Pets are a touchy subject. You need to read Perils of Landlording: Canine Catastrophes to see how destructive pets are. I no longer allow dogs in any of my properties. I am 1 for 2 on dogs. I have had two trashed houses. Thats two too many. If you want to guarantee a property returned in good shape, avoid pets in general.

Smoking is another interesting and sometimes sensitive subject. Many tenants smoke. The risk associated with smokers is when they smoke inside or chain smoke. If they smoke inside, plan on stainblocking, re-painting, and re-carpeting when they leave. Smoke will ruin a house the same way that a house fire causes "smoke damage". For this reason, I am trending away from renting to smokers. They also happen to be higher risk for late rent as well. Smoking represses the immune system and so smokers are sick more often and therefore work less and earn less. Since they are tired most of the time, they usually do not do normal cleanup around the property. I have had a couple exceptions to this but not many.

Finally, its important, especially in larger complexes and in multi-unit situations, that your tenants behave neighborly. I had two tenants in one of my buildings who were at each others throat all the time. They both suffered from maturity issues and they each called me constantly to tattle on the other. It was a big headache. Unfortunately, there wasn't any one specific thing on the application or my conversations with them that would have clued me in to this type of behavior.


You need to be compensated for taking risks with tenants. Tenants need to compensate you for taking a risk on them. How does a tenant compensate you? They give you collateral.

If they have good credit, that credit and a small deposit is offered to compensate you in case of damages. If they trash your home, you trash their credit via a judgement and collections. A trashed credit report makes life much more expensive for that tenant in the future, plus you can collect from them via the courts if they have a job.

If they have bad credit to start with, a large deposit stands by their name. If they trash your home you keep their deposit. Most tenants I know want their deposit back so it acts as a huge incentive to behave well while in the property. So far, yet unfortunately, I have only had to keep one tenant's entire deposit.

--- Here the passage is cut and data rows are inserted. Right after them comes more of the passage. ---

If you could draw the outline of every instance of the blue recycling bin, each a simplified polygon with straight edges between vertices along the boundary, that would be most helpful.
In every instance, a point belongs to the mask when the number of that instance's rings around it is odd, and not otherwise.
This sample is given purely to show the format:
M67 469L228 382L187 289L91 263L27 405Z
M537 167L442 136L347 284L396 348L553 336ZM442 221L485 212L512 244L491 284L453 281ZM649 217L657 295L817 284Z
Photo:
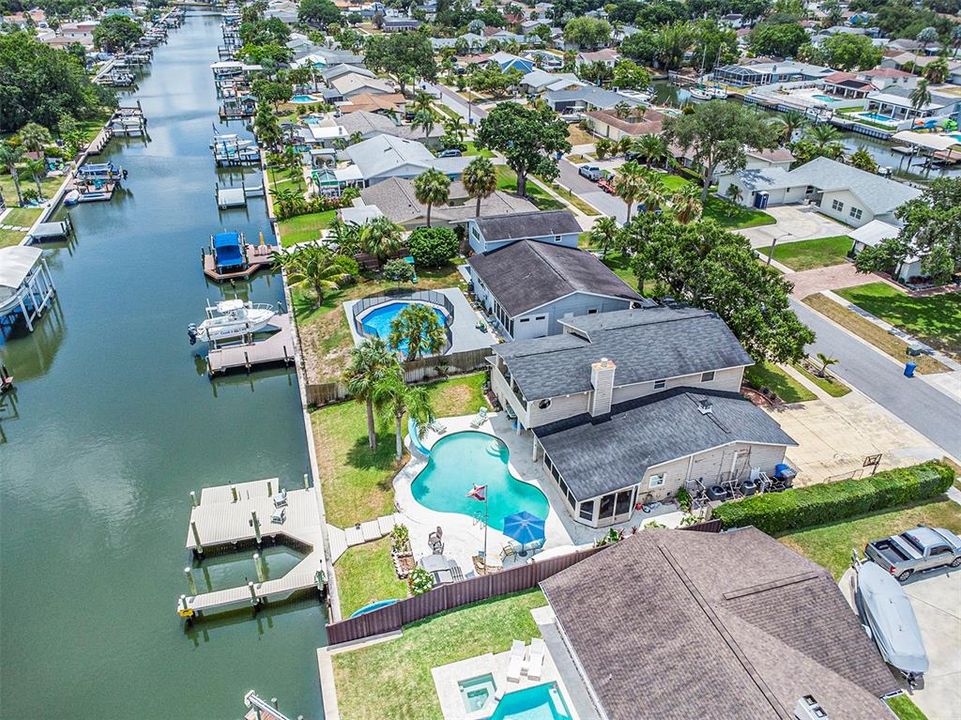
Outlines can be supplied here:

Hopefully this is a good refresher for some of you and a good start for others. Practice makes perfect. Keep the three criteria in mind and balance risk with appropriate deposits and you will headed down the right path.


Regency said...

Amen! Amen! Great article. I couldn't agree more.

Sonny said...

Have you checked out NoPayTenants.com?

Here's the link http://nopaytenants.com/

john said...

Nice job Jeremy.
Can't wait to talk about some of these experiences and how they'll apply in the future.